The Food of the Highlands
Saturday, August 20th , 2016
This week I visited the Isle of Skye to try Kinloch Lodge. To get to Skye you need to either take the road bridge or a ferry. Bear in mind that the latter may be picturesque but can get very busy in peak season and requires advance booking. As some diners have discovered, it is a long journey from the ferry port to the road bridge if things go awry and the ferry is full. The restaurant has a few nice rooms and is set in a pretty location on the south east of Skye. The dining room is elegant, the building originally a clan hunting lodge and in family ownership for centuries. With all this fine atmosphere I was hopeful of a meal to match, but to be honest the food was something of a let down. The chef was away doing a cookery demonstration, which may not have helped, but although there were some execution problems on the evening I was more concerned with the fundamental design of some of the dishes. A lovely scallop did not need a slice of Parma ham and an overpowering peanut sauce, and the delicate flavour of a sea bass and crab mousse was lost amongst the clanging sweetness of a butternut squash sauce, the latter a vegetable wildly out of season. There were one or two nice dishes such as a good cured salmon dish with seafood mousse, which made the overall experience rather frustrating.
The most northerly Michelin starred restaurant in the UK is Albannach in the pretty fishing village of Lochinver. To drive there you go through a national park with some stunning, rugged scenery (illustrated). The dining experience feels more like a dinner party than a restaurant in some ways, as guests are seated at the same time and are served each dish together, although tables are separate rather than communal. The owners are both self-taught chefs and share the duties in the kitchen. The food was actually pretty good, with an excellent crab fishcake with avocado for example, and tender lobster with leaves from the garden. The cooking style is very simple but none the worse for that, though the website’s emphasis on the growing of local ingredients in the croft behind the building was somewhat undermined by the use of Peruvian asparagus. The overall experience was somewhat diminished by absurdly amateurish service, but if you can put this to one side then you may enjoy the pleasant food.
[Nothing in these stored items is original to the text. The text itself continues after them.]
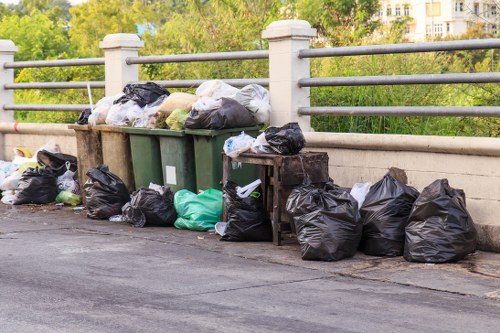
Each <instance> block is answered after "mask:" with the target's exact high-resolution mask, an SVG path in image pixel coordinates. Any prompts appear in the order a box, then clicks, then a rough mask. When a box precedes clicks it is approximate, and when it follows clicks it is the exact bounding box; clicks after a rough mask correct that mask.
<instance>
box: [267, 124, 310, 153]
mask: <svg viewBox="0 0 500 333" xmlns="http://www.w3.org/2000/svg"><path fill="white" fill-rule="evenodd" d="M264 133H265V136H266V141H267V143H268V144H269V146H271V149H272V150H273V151H275V152H276V154H280V155H295V154H298V153H299V152H300V150H301V149H302V148H304V146H305V144H306V140H305V138H304V134H302V130H301V129H300V126H299V124H298V123H288V124H285V125H284V126H282V127H268V128H267V129H266V130H265V132H264Z"/></svg>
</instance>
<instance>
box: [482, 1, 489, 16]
mask: <svg viewBox="0 0 500 333" xmlns="http://www.w3.org/2000/svg"><path fill="white" fill-rule="evenodd" d="M489 7H490V6H489V5H488V4H487V3H483V14H484V17H490V11H489V9H490V8H489Z"/></svg>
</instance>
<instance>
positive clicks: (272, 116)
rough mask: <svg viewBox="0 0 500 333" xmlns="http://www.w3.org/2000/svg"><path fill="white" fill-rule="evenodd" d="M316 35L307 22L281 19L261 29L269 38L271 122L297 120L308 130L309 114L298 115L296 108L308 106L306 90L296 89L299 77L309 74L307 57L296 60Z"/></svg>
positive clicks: (302, 126)
mask: <svg viewBox="0 0 500 333" xmlns="http://www.w3.org/2000/svg"><path fill="white" fill-rule="evenodd" d="M315 36H316V29H312V28H311V25H310V24H309V23H308V22H307V21H303V20H285V21H276V22H273V23H271V24H270V25H269V26H268V27H267V28H266V30H264V31H263V32H262V37H263V38H267V40H268V41H269V90H270V94H271V108H272V112H271V125H272V126H282V125H284V124H286V123H288V122H298V123H299V125H300V127H301V129H302V130H303V131H305V132H308V131H310V130H311V123H310V117H309V116H299V114H298V113H297V110H298V108H299V107H307V106H310V89H309V88H299V86H298V84H297V82H298V80H299V79H301V78H309V77H310V66H309V59H299V57H298V53H299V50H302V49H308V48H309V43H310V40H311V38H313V37H315Z"/></svg>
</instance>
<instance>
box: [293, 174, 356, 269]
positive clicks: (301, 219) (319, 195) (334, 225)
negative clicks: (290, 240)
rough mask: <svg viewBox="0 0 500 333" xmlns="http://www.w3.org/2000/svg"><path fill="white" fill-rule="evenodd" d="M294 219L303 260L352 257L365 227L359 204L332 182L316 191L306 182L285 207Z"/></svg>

Near Nairn in northern Scotland (not too far from Inverness) is The Boath House, a boutique hotel and restaurant in a Georgian mansion set in nine acres of grounds. The restaurant has had the same chef for fourteen years, and we enjoyed a very pleasant meal, with a highlight being an impressively deeply flavoured celeriac soup. Service was good and the dining room is elegant, and the overall standard of the cooking was consistent.
At the time of writing there are 13 one Michelin starred restaurants in Scotland (plus Andrew Fairlie with two), and following this trip there are just three that I have yet to try – all clustered near St Andrews, and one of these (Sangsters) appears to have just closed. Although as with any such collection some restaurants are better than others, there are certainly some gems amongst these as documented last week, and the scenery in Scotland is undeniably spectacular.